Abstract, published in Epilepsy & Behavior
Aim: The aim of this study was to evaluate the perceived health of children with epilepsy as experienced by the respondents to a questionnaire, to assess the sense of control over their child’s epilepsy, and how much support they feel they received in various environments.
Methods: In this observational study, the data were collected using a questionnaire that was sent to families of children with epilepsy, who were treated at University Children’s Hospital in Ljubljana, Slovenia from January to September 2016. The questionnaire consisted of 29 questions related to their epilepsy.

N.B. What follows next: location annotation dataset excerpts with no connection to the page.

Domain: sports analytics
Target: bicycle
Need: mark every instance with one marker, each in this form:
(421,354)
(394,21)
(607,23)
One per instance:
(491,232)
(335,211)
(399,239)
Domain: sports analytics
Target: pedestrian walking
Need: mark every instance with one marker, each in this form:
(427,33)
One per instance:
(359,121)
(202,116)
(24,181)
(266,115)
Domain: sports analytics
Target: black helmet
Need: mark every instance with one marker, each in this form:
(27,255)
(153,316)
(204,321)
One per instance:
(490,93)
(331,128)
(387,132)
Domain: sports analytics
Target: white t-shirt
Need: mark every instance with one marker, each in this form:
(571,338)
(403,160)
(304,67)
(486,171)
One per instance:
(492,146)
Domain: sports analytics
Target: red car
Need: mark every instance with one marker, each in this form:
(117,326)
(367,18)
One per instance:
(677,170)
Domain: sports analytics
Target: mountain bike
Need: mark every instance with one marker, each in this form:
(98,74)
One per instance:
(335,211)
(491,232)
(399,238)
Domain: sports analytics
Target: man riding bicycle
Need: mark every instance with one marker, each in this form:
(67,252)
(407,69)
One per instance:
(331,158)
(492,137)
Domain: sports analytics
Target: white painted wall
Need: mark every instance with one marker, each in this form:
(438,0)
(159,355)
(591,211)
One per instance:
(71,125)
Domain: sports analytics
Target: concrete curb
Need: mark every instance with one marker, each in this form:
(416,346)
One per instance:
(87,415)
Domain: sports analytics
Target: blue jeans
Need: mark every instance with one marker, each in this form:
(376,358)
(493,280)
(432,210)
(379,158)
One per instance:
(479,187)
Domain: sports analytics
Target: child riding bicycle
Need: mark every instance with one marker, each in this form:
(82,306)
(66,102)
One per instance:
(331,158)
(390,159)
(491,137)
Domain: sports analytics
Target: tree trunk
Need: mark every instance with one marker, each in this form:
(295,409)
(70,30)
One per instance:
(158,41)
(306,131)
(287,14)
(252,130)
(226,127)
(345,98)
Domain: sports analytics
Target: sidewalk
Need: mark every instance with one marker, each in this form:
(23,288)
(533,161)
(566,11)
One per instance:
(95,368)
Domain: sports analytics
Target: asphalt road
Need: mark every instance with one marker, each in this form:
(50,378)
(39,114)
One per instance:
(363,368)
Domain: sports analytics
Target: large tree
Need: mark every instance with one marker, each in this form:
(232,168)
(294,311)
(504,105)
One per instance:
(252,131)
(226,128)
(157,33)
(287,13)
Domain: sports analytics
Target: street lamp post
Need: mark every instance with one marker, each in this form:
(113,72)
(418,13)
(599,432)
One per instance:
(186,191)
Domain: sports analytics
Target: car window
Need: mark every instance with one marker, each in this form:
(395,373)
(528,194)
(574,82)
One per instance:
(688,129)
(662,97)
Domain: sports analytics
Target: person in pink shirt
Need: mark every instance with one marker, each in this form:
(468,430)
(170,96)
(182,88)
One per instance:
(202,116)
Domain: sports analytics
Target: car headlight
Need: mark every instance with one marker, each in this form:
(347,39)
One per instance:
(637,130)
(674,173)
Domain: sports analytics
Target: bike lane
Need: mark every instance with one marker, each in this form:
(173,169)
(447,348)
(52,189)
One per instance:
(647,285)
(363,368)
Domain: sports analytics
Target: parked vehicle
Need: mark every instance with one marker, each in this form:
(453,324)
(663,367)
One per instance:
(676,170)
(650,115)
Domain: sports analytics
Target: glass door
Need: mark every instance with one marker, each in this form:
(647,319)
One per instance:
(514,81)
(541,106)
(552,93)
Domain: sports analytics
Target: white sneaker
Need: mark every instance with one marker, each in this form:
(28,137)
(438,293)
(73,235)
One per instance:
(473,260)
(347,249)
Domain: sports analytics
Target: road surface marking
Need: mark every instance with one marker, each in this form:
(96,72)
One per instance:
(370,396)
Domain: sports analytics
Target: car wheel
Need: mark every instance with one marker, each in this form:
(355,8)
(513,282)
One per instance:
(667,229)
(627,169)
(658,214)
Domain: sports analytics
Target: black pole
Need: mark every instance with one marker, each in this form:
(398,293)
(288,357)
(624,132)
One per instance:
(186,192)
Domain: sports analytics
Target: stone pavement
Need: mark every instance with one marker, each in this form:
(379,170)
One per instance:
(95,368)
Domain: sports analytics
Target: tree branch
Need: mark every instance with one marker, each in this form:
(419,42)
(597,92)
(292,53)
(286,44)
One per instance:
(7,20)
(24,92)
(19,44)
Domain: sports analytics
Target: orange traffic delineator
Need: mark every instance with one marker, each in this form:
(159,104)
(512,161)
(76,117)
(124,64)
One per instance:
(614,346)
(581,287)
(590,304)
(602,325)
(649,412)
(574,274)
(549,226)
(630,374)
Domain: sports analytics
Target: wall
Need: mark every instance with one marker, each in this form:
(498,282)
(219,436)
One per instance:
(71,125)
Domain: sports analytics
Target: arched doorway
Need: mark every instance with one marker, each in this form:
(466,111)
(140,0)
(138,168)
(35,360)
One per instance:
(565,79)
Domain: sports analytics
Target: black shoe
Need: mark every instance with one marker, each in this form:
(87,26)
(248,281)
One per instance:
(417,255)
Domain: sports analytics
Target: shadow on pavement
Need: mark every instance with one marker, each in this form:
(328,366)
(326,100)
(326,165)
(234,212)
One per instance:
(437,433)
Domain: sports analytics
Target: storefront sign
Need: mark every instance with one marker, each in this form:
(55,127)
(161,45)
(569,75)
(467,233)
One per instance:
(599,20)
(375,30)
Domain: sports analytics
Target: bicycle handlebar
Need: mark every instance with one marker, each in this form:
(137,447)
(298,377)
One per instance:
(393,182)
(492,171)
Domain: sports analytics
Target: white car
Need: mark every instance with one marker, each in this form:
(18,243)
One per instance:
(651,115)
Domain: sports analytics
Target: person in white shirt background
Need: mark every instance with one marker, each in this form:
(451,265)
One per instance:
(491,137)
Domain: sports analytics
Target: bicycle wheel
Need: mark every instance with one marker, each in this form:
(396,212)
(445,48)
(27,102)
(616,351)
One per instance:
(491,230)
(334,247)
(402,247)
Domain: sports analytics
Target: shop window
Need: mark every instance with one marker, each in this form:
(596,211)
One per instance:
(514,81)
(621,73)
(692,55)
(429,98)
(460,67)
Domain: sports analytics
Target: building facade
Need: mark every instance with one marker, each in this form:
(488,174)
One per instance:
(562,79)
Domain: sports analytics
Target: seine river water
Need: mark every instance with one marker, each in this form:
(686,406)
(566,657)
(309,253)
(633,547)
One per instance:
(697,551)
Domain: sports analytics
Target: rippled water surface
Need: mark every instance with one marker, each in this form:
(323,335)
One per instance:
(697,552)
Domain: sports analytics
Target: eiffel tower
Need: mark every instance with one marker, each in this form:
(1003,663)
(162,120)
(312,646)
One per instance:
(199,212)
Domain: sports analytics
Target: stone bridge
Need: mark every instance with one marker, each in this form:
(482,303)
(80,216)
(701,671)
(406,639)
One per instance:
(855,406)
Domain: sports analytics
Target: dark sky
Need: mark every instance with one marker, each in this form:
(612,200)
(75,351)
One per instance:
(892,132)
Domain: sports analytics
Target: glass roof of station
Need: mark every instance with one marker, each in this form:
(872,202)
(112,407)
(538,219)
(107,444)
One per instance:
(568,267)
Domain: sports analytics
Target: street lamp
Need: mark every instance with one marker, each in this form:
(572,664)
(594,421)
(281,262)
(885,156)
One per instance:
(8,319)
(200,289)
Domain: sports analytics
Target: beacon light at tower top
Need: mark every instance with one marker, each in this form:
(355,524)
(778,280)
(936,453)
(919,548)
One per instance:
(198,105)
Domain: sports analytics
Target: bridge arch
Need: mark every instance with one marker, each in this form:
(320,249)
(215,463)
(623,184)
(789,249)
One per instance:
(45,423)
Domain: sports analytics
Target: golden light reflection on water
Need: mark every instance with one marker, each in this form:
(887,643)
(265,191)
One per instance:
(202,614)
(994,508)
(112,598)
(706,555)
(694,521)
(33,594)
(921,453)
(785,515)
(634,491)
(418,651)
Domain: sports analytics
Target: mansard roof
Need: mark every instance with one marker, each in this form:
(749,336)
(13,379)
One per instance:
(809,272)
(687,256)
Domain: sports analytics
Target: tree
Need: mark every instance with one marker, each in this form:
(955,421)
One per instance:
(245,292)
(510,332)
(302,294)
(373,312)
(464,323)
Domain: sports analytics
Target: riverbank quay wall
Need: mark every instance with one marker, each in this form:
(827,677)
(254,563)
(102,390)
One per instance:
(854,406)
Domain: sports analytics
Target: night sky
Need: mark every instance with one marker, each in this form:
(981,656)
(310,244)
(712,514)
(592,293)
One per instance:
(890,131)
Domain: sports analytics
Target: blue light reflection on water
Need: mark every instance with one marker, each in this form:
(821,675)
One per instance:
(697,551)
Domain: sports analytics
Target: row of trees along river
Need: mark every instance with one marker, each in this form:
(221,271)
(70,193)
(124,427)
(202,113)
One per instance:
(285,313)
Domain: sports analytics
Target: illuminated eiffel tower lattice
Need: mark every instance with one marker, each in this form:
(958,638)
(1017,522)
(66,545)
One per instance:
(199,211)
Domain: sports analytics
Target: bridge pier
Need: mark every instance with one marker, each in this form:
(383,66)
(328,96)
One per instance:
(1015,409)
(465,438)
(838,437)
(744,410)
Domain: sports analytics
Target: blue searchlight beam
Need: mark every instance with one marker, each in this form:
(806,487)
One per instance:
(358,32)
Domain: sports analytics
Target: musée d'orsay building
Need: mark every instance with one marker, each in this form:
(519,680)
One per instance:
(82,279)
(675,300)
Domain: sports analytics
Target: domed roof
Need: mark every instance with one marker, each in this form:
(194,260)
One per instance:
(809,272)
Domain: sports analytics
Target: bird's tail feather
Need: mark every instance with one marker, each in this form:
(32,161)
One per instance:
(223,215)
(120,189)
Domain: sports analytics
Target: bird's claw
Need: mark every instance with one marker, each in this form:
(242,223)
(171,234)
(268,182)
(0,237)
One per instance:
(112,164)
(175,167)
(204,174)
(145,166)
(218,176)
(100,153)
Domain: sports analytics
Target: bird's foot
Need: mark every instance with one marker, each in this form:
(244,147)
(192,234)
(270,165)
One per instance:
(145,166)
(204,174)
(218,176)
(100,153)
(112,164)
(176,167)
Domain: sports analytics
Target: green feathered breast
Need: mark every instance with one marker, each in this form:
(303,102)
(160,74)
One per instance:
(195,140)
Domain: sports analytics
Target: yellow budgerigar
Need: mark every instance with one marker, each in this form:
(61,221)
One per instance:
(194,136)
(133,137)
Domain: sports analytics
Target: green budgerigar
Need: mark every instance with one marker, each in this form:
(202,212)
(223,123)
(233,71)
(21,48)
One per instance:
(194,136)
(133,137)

Results: There were 1198 patients who met the entry criteria for the study and were sent the questionnaire, of which 181 (15.1%) responded. The diagnosis of epilepsy was established in 91.2% of patients (8.8% were patients after a first unprovoked seizure), of which drug-resistant epilepsy was reported in 33.3%. Patients had epilepsy diagnosed for a mean of 4.9 ± 4.4 years. Of all patients, 82.4% of patients were taking antiepileptic drugs (AEDs) at the time of inquiry. The longer the patient had epilepsy diagnosed, the lower was the perceived health (p = 0.004). Patients with pharmacoresistant epilepsy, those who had seizures, and those who were receiving AEDs had significantly lower scores of perceived health compared with those who did not (p < 0.001; p < 0.001; and p = 0.016, respectively). Of all responders, 79.8% responded that they feel that they have their child’s condition under control. The child’s condition was considered under control more often if the child had no reported seizures (p < 0.001) and if the family had enough support in the health system (p = 0.002) or psychological support (p = 0.005). Patients with pharmacoresistant epilepsy more often replied that they do not have enough support in the health system (p = 0.006).
Conclusions: Our study suggests that the presence of seizures, pharmacoresistant epilepsy, years of epilepsy diagnosis, and prescription of AEDs have a significant negative effect on the perceived health of children with epilepsy. Enhancement of the support families received in different environments can offer an opportunity to improve the sense of caregivers’ control over child’s epilepsy.